Que puis-je t’écrire ? Tout est confus en moi et bien clair en même
temps.
Je
m’étais engagé dans l’armée de la Libération en soldat volontaire et je
meurs à deux doigts de la victoire et du but. Bonheur à ceux qui vont
nous survivre et goûter la douceur de la liberté et de la paix de
demain. Je suis sûr que le peuple français et tous les combattants de la
liberté sauront honorer notre mémoire dignement. Au moment de mourir,
je proclame que je n’ai aucune haine contre le peuple allemand et contre
qui que ce soit, chacun aura ce qu’il méritera comme châtiment et comme
récompense. Le peuple allemand et tous les autres peuples vivront en
paix et en fraternité après la guerre qui ne durera plus longtemps.
Bonheur ! à tous !
J’ai
un regret profond de ne t’avoir pas rendue heureuse, j’aurais bien
voulu avoir un enfant de toi, comme tu le voulais toujours. Je te prie
donc de te marier après la guerre, sans faute, et [d’] avoir un enfant
pour mon honneur, et pour accomplir ma dernière volonté, marie-toi avec
quelqu’un qui puisse te rendre heureuse. Tous mes biens et toutes mes
affaires. Je [les] lègue à toi et à ta sœur, et pour mes neveux.
Après
la guerre, tu pourras faire valoir ton droit de pension de guerre en
tant que ma femme, car je meurs en soldat régulier de l’armée française
de la Libération. Avec l’aide de mes amis qui voudront bien m’honorer,
tu feras éditer mes poèmes et mes écrits qui valent d’être lus. Tu
apporteras mes souvenirs, si possible, à mes parents en Arménie. Je
mourrai avec 23 camarades tout à l’heure avec le courage et la sérénité
d’un homme qui a la conscience bien tranquille, car personnellement, je
n’ai fait [de] mal à personne et, si je l’ai fait, je l’ai fait sans
haine.
Aujourd’hui,
il y a du soleil. C’est en regardant au soleil et à la belle nature que
j’ai tant aimée que je dirai adieu à la vie et à vous tous, ma bien
chère femme et mes bien chers amis. Je pardonne à tous ceux qui m’ont
fait du mal ou qui ont voulu me faire du mal, sauf à celui qui nous a
trahis pour racheter sa peau et [à] ceux qui nous ont vendus. Je
t’embrasse bien bien fort, ainsi que ta sœur et tous les amis qui me
connaissent de loin ou de près, je vous serre tous sur mon cœur.

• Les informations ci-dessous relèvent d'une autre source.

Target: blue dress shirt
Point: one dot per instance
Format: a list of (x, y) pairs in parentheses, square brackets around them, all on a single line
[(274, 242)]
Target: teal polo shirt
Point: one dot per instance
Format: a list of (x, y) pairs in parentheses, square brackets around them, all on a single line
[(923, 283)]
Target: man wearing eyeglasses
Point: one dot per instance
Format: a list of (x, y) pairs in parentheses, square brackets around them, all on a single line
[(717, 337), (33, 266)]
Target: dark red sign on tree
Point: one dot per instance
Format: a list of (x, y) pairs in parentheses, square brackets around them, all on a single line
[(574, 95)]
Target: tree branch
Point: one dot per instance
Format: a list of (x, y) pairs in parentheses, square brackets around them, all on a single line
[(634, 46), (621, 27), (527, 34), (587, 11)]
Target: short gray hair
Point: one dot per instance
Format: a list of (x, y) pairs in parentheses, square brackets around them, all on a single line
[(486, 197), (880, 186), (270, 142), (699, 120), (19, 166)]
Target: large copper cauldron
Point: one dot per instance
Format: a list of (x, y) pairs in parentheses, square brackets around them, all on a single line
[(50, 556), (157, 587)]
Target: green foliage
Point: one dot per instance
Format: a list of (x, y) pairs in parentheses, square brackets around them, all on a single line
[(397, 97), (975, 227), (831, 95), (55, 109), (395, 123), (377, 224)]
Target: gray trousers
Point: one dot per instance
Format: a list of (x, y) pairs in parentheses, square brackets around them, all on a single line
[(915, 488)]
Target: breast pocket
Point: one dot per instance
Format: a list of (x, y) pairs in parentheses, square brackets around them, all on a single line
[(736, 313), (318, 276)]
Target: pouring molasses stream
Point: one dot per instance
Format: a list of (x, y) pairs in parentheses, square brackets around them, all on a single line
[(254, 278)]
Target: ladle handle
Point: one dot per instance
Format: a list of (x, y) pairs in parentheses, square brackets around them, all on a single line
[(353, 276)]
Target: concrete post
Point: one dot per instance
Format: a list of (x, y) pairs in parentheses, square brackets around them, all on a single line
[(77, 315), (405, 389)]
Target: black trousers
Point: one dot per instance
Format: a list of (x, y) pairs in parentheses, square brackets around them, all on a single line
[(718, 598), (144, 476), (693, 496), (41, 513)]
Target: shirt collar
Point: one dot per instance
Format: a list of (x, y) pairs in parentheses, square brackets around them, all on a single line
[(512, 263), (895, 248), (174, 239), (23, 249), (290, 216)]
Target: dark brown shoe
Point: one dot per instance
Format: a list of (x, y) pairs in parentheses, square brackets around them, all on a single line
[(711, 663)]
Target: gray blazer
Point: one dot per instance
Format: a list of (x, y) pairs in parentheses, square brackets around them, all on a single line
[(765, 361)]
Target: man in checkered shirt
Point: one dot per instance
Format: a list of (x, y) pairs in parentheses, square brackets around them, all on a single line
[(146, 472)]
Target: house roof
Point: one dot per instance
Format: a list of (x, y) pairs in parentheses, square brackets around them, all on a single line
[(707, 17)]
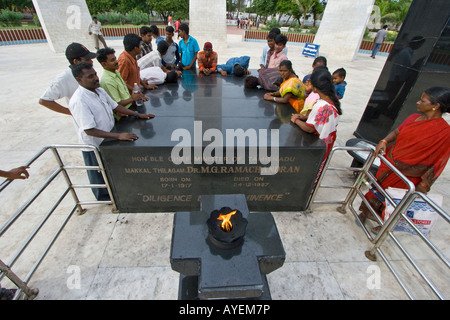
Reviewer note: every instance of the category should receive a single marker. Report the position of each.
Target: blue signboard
(311, 50)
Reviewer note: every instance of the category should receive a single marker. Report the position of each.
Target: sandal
(376, 230)
(363, 220)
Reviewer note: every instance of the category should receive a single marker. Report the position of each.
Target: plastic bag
(420, 213)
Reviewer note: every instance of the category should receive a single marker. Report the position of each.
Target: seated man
(339, 82)
(236, 66)
(128, 67)
(172, 57)
(113, 83)
(278, 55)
(207, 59)
(154, 58)
(92, 110)
(65, 84)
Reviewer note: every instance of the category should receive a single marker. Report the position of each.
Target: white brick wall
(64, 22)
(207, 22)
(342, 28)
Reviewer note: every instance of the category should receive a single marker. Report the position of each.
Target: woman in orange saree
(419, 148)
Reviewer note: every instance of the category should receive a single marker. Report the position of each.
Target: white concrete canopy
(64, 22)
(342, 28)
(207, 22)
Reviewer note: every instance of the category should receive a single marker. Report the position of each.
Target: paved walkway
(126, 256)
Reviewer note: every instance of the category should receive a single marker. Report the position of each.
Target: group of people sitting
(315, 98)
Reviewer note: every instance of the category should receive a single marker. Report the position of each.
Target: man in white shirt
(65, 84)
(95, 29)
(154, 58)
(92, 110)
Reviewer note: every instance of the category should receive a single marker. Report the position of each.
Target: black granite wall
(420, 59)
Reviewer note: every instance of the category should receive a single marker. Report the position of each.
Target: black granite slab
(212, 272)
(419, 59)
(144, 178)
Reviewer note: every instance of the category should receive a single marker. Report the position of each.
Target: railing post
(31, 293)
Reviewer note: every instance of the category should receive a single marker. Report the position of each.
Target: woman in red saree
(419, 148)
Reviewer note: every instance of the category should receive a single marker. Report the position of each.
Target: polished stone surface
(236, 272)
(145, 178)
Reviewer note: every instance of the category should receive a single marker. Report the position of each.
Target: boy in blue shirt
(339, 82)
(188, 47)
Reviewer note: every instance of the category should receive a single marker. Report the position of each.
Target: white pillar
(207, 22)
(64, 22)
(342, 28)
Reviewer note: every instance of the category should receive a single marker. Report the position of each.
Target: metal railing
(23, 288)
(365, 177)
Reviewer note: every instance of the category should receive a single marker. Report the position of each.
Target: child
(278, 55)
(339, 82)
(268, 50)
(318, 62)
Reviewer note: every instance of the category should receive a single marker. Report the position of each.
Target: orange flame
(226, 223)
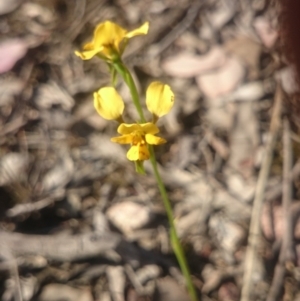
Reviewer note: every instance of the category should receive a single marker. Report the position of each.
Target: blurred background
(78, 223)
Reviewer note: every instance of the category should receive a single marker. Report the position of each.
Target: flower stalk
(176, 245)
(108, 43)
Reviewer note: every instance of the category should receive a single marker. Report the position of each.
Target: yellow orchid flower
(139, 136)
(109, 41)
(159, 100)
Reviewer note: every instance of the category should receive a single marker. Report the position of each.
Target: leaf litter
(62, 182)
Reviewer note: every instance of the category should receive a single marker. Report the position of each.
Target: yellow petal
(138, 152)
(108, 34)
(87, 55)
(142, 30)
(108, 103)
(159, 99)
(154, 140)
(125, 139)
(149, 128)
(125, 128)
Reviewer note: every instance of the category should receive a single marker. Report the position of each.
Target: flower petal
(149, 128)
(142, 30)
(108, 103)
(108, 33)
(125, 139)
(125, 128)
(87, 55)
(138, 152)
(154, 140)
(159, 99)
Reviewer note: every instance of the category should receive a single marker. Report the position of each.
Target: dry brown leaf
(128, 216)
(10, 52)
(267, 34)
(222, 81)
(189, 65)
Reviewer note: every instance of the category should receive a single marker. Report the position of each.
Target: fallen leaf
(128, 215)
(267, 34)
(9, 6)
(189, 65)
(222, 81)
(10, 52)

Adieu. Ton ami, ton camarade, ton mari.
Manouchian Michel
L'album de Léo Ferré Les deux cercueils au Panthéon
Notes et références
[1]
Ces deux chansons, "L’Affiche rouge" et "Est-ce ainsi que les hommes
vivent ?" sont extraites de l’album "Ferré chante Aragon", Barclay
90066, 1976. Le poème d'Aragon est intitulé "Strophes pour se souvenir"
et est paru dans son recueil "Le roman inachevé". Ferré dans "L'affiche rouge"
[2] En 1951, Paul Éluard
avait lui aussi écrit un poème en l'honneur de Manouchian et de son
groupe des 23, intitulé "Légion" et paru dans son recueil "Hommages"
[3] Groupe Manouchian-Boczov-Rayman, dénomination utilisée par les Allemands lors du procès en 1944.